The investigational agent, which can be used under an FDA-authorized expanded access protocol and is expected to receive agency approval later this year, also improved several other outcomes, including doubling time to deterioration of pain and quality of life.
The findings, which culminate a three-decade commitment to overcome what many in the field had considered an undruggable driver mutation, may lay the foundation for additional therapies or combinations that could lead to longer or deeper responses.
This will make the ability to use a high-sensitivity ddPCR test that tracks the same mutation even more valuable, Chawla said.
In fact, it may “fundamentally change” how high-risk patients are identified and microscopic disease is monitored, he said, increasing the likelihood that clinicians can intervene before recurrence is clinically visible.

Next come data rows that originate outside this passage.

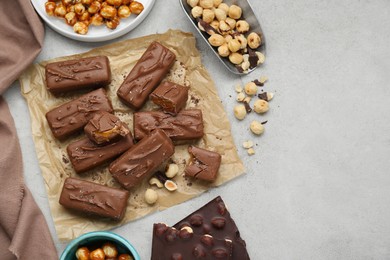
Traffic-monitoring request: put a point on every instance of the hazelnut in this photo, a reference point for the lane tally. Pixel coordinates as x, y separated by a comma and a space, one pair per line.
235, 12
206, 3
208, 15
172, 170
234, 45
197, 11
192, 3
254, 40
223, 50
235, 58
151, 196
250, 88
97, 254
220, 14
240, 112
216, 40
257, 128
260, 106
82, 253
110, 250
242, 26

“This remains a very challenging disease to treat, but it is an exciting time for pancreatic cancer,” Chawla said. “Hopefully improvements in technology can be leveraged with the advances that have been made scientifically to help us further improve outcomes. Biomarker-directed therapy will be crucial to ensure we are using appropriate treatments earlier to optimize outcomes. If a patient is tolerating daraxonrasib, how long do we continue to treat them? What happens when they develop resistance? These are open-ended questions, and we need high-sensitivity biomarkers to answer them.”
The findings from the ddPCR analysis must be validated in larger, multicenter cohorts before the approach can be broadly adopted, Chawla said.
Plasma banks available through larger multi-institutional trials could represent an opportunity to validate the early data.
Investigators also are looking to partner with commercial entities interested in better understanding how KRAS-targeting treatments work with this biomarker, Chawla said.
Use of the ddPCR approach so far has focused on distinguishing “detection vs. lack of detection,” Chawla said. However, he noted it could potentially be used more like “a continuous variable” in conjunction with other biomarkers such as CA 19-9, a protein in the blood that helps clinicians monitor efficacy of pancreatic cancer treatment.
More work also is necessary to determine if ddPCR should complement rather than replace next-generation sequencing.
“Our publication shows we are missing a lot just by doing next-generation sequencing, but next-generation sequencing does have a capability that ddPCR does not,” Chawla said. “The ability to look at a large panel of genes could help us better understand whether co-occurrence of certain genes — such as KRAS and TP53 — has an impact on phenotype or may harbor additional resistance.”